The Center for Election Confidence (CEC) submitted comments to the Office of Management and Budget (OMB) and the U.S. Election Assistance Commission (EAC) concerning proposed revisions to regulations governing grants issued by the federal government, including election grant funds.
CEC’s comments focus on three aspects of the proposal that directly affect election administration: the treatment of nonprofit organizations seeking federal grants, the protection of Help America Vote Act (HAVA) formula funding, and restrictions on using federal award funds for voter-registration campaigns and related political activities.
CEC supports the proposal’s broader effort to improve transparency, accountability, and oversight of federal awards. Federal election funds should be used only for the lawful public purposes authorized by Congress and should not subsidize unrelated political advocacy, lobbying, or voter-mobilization activities.
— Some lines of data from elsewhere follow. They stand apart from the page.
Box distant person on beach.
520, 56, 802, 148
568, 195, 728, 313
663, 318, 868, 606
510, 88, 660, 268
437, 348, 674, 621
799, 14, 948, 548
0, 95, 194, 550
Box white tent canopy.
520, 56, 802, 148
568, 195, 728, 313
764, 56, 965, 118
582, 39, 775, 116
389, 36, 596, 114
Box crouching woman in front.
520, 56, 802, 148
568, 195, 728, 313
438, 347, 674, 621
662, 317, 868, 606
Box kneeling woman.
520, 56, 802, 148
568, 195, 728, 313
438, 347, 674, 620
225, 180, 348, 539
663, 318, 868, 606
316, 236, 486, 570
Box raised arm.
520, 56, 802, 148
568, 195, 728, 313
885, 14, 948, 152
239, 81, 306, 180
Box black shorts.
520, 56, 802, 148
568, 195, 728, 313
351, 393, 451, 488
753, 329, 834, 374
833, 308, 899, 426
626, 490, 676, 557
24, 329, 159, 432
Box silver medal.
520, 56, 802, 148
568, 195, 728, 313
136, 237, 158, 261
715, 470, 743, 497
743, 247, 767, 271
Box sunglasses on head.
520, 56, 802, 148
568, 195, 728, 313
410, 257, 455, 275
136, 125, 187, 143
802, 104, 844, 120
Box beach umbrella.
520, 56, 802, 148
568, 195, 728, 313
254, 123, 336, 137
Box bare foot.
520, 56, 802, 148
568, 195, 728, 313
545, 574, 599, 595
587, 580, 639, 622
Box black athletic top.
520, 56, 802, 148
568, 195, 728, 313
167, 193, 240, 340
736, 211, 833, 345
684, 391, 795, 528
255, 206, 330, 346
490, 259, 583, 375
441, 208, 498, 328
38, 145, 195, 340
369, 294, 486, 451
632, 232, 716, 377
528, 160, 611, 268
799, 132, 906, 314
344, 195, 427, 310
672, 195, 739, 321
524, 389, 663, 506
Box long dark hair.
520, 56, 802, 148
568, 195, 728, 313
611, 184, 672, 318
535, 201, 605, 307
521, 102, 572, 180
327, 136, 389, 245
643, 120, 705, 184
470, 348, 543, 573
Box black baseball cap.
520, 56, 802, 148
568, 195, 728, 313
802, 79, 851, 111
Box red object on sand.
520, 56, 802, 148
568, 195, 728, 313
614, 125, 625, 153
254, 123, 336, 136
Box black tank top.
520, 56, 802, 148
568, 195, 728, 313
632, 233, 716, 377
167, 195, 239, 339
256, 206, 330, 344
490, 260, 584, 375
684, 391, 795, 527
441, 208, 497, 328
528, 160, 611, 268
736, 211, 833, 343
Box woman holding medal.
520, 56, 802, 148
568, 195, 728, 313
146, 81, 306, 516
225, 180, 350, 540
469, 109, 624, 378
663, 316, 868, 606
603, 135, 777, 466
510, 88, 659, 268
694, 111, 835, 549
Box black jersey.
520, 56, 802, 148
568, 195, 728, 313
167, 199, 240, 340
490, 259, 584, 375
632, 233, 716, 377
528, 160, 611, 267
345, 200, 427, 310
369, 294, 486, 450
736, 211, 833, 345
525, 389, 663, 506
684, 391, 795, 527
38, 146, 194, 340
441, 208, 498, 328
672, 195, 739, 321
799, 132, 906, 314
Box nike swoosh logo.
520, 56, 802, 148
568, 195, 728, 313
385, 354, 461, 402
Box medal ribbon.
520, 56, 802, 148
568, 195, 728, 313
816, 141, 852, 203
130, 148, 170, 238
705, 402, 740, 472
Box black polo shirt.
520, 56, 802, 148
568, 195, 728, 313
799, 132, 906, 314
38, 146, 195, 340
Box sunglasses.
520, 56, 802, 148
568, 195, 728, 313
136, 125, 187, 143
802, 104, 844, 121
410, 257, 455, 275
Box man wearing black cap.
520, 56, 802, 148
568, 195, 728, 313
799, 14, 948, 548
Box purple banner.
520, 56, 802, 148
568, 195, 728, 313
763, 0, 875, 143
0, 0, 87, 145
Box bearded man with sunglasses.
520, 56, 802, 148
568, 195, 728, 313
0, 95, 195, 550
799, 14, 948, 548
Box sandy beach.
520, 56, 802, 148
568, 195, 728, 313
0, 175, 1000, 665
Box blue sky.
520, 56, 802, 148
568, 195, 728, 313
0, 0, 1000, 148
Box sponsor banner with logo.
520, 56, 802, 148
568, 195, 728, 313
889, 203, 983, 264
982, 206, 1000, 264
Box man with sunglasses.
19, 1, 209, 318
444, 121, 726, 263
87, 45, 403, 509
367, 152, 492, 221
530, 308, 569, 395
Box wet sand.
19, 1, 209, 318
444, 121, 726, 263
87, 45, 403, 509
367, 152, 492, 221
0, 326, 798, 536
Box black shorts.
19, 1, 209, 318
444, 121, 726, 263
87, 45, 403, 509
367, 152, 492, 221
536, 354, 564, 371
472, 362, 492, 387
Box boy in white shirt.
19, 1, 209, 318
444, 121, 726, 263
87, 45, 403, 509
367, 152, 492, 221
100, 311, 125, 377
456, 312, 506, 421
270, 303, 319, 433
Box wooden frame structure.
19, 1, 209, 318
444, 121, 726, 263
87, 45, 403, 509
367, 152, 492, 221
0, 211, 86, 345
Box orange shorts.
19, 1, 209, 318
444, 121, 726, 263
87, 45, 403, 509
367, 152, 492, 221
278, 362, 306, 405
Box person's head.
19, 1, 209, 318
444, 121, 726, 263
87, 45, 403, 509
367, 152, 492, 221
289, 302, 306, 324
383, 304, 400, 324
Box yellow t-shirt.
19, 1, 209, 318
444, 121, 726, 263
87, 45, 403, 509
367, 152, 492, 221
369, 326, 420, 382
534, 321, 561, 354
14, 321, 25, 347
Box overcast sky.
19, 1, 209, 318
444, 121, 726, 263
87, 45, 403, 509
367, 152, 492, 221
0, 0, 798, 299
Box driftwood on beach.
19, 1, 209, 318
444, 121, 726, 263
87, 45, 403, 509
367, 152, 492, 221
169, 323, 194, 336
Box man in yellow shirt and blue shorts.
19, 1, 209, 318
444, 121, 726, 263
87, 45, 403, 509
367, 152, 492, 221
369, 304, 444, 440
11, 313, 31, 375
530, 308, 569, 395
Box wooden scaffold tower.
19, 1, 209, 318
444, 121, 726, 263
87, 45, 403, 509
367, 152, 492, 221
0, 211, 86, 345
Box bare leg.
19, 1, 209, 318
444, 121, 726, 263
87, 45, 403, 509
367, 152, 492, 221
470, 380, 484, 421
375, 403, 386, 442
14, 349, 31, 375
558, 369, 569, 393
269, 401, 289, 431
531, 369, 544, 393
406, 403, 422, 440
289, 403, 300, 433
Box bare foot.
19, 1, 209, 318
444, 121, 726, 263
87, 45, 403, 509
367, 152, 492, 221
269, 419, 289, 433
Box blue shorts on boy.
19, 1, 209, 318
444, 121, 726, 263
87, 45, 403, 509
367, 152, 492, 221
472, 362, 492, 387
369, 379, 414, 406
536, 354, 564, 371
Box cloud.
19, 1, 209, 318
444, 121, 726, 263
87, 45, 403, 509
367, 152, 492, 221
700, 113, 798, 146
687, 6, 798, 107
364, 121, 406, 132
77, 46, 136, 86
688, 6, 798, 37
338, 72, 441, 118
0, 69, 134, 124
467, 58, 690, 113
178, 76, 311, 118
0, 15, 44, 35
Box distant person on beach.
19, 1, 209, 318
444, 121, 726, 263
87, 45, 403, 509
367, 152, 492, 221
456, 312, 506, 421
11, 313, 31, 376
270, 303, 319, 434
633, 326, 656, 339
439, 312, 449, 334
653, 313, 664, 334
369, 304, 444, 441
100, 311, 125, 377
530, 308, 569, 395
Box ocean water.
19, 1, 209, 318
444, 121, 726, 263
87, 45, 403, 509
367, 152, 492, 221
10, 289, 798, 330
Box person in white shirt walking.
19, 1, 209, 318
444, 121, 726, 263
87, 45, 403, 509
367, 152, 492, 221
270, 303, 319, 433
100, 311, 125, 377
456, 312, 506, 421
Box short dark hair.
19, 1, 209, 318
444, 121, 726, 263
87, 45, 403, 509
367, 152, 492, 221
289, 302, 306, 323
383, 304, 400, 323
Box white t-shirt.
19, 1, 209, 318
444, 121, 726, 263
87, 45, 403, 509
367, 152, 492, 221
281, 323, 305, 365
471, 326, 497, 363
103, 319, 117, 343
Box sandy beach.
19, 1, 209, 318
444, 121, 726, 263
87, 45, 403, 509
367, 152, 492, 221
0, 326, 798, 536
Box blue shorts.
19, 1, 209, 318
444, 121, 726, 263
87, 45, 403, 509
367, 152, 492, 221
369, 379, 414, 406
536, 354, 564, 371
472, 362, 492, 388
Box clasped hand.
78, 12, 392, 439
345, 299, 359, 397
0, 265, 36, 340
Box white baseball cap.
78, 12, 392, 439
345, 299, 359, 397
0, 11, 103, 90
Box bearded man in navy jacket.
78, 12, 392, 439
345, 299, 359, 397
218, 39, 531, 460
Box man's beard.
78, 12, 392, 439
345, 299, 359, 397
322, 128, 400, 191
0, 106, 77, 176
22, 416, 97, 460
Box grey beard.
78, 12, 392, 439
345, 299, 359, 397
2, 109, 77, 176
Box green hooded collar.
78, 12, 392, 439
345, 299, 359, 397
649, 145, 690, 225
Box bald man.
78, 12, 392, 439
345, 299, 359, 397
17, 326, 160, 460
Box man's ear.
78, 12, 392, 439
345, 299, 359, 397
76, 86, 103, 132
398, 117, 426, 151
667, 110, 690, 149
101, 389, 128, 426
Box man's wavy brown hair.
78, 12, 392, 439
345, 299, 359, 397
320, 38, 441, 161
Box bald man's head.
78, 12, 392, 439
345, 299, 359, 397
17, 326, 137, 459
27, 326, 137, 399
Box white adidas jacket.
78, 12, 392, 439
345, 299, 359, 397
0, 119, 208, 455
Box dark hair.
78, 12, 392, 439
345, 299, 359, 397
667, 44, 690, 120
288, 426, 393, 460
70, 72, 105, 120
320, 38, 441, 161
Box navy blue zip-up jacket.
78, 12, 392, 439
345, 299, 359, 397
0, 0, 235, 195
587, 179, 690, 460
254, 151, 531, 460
Nonprofit Eligibility Should Be Based on the Proposed Project
The proposed regulations would permit federal agencies to restrict certain grant opportunities based on whole categories of tax-exempt organizations. For example, an agency could limit eligibility to organizations recognized under section 501(c)(3) of the Internal Revenue Code and exclude all organizations recognized under section 501(c)(4).
CEC cautions that tax status alone should not replace a careful evaluation of the proposed project, the governing statute, the applicant’s compliance history, and the safeguards imposed on the award.
“A tax-exempt classification describes an organization’s permissible purposes; it is not a substitute for examining the proposed activity, the authorizing statute, the applicant’s compliance history, or the safeguards attached to the award.”
CEC urges OMB and the EAC to require objective, program-specific reasons before excluding an entire category of nonprofit organizations. Agencies should also consider whether ordinary grant controls – including segregated accounts, project-specific budgets, audits, certifications, and cost-allocation procedures – can adequately ensure that federal funds are used only for the authorized project.
However, if such classifications are used, CEC supports requiring agencies to disclose any such limitations clearly in grant announcements. Applicants should not be required to devote time and resources to a proposal only to learn later that their tax classification made them ineligible.
HAVA Formula Grants Should Be Protected
CEC also asks OMB and the EAC to clarify that HAVA grants distributed to states and territories according to formulas established by Congress are not subject to the proposal’s expanded discretionary-termination authority.
States rely on HAVA funding to plan multiyear election-security, cybersecurity, accessibility, equipment, and election-administration projects. Formula awards with specific criteria authorized by Congress should not be terminated merely because an agency or administration later adopts different policy preferences.
This protection would not excuse misuse or noncompliance. Recipients would remain responsible for satisfying HAVA, the conditions of the award, audit requirements, and other applicable laws. The clarification would simply preserve the distinction between discretionary grants and funds Congress directed agencies to distribute according to those statutory formulas.
For genuinely discretionary EAC grants, CEC recommends requiring a clear written explanation before termination. The explanation should identify the program objective that is allegedly no longer being served, the facts supporting that determination, and whether a narrower corrective action could protect the government’s interests.
Federal Funds Should Not Finance Voter-Mobilization Campaigns
CEC generally supports the proposed restriction on using federal award funds for voter-registration campaigns, voter-registration drives, issue advocacy, influence campaigns, and similar activities.
Federal election-administration dollars should support the neutral administration of elections—not efforts to shape the electorate for political, ideological, or organizational purposes.
CEC concludes that carefully tailored nonprofit-eligibility standards, express protection for statutory-formula HAVA grants, and firm restrictions on political uses of federal funds would strengthen accountability while reducing uncertainty for nonprofit applicants, election officials, and the EAC.